Un argument possible en faveur du projet de loi est :

  • Le projet de loi semble destiné à rendre visible le financement extérieur des grands cas civils aux tribunaux, aux parties et à certains bureaux gouvernementaux. Cela pourrait aider à détecter un financement étranger ou d'autres financements influents dans des litiges majeurs.
  • Il pourrait être perçu comme une amélioration de l'équité et de la responsabilité en veillant à ce que les tribunaux sachent qui se cache derrière une partie et en limitant le contrôle des tiers sur les décisions de litige.
  • La publication publique par l'AO pourrait permettre un contrôle par le Congrès et des fonctionnaires spécifiés du ministère de la Justice et augmenter l'information publique sur qui finance des affaires majeures et combien d'argent est impliqué.
  • Protéger les documents de découverte de l'accès des financeurs (sauf si le tribunal le permet) pourrait être considéré comme une protection des informations commerciales propriétaires ou sensibles produites dans des poursuites judiciaires.

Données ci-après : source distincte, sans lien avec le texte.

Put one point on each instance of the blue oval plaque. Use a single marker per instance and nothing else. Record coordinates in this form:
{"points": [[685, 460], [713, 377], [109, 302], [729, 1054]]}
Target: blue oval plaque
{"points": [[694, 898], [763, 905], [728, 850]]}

Point de vue des opposants#

Préoccupations ou limites possibles basées sur le texte du projet de loi :

  • Le projet de loi exige la production d'accords de financement et la publication publique des montants de financement. Une préoccupation est que de telles divulgations pourraient révéler des termes commerciaux confidentiels ou des informations commercialement sensibles. Le projet de loi ne précise pas les règles de rédaction pour cette publication.
  • Les définitions (par exemple, ce qui compte comme un "soutien monétaire indirect") sont larges et peuvent créer une incertitude quant au moment où la divulgation est requise. Il n'est pas clair comment les tribunaux interpréteront ces termes.

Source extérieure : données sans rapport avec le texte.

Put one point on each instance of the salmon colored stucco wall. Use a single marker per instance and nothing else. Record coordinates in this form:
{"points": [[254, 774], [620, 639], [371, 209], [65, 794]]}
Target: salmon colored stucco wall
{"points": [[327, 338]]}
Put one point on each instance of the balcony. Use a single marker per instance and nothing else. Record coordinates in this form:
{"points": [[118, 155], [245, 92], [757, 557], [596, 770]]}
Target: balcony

  • La publication publique des financeurs et des montants tous les 120 jours pourrait dissuader certains financeurs de soutenir des réclamations fondées, ce qui pourrait affecter la capacité des plaignants à engager ou à maintenir des litiges complexes. C'est un effet possible, pas une constatation déclarée dans le projet de loi.
  • L'application repose sur le mépris du tribunal et les sanctions de la règle 37. Il peut être difficile en pratique de détecter ou de prouver une influence indue d'un financeur ou de surveiller une influence informelle qui n'est pas écrite dans un accord.

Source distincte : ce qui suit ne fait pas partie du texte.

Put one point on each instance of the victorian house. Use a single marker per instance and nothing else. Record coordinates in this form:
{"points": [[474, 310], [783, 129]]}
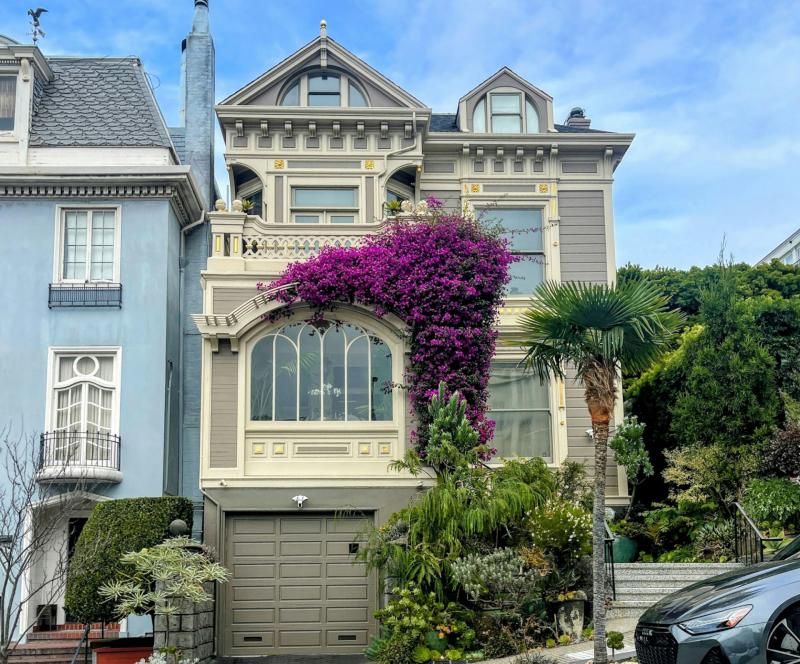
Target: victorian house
{"points": [[294, 441], [103, 207]]}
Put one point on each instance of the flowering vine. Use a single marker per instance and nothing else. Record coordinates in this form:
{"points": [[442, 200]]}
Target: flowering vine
{"points": [[444, 276]]}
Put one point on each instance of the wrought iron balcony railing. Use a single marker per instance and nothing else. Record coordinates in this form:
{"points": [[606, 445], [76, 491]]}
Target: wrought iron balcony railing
{"points": [[77, 455], [89, 294]]}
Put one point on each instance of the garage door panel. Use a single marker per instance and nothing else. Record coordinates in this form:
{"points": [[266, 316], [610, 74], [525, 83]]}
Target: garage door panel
{"points": [[254, 525], [253, 639], [301, 548], [350, 637], [250, 593], [354, 591], [296, 588], [247, 616], [334, 570], [254, 571], [292, 638], [294, 593], [350, 615], [300, 526], [254, 549]]}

  • Le projet de loi exonère certains financements pro bono à but non lucratif uniquement lorsque les dons ne proviennent pas de sources étrangères spécifiées. Il n'est pas clair comment cette exonération s'appliquera si les dons sont regroupés ou si les origines des donateurs ne sont pas facilement traçables.
  • Le projet de loi exige que l'AO publie les montants fournis par les financeurs. Le projet de loi n'explique pas comment l'AO devrait vérifier les montants ou gérer les litiges concernant les chiffres rapportés.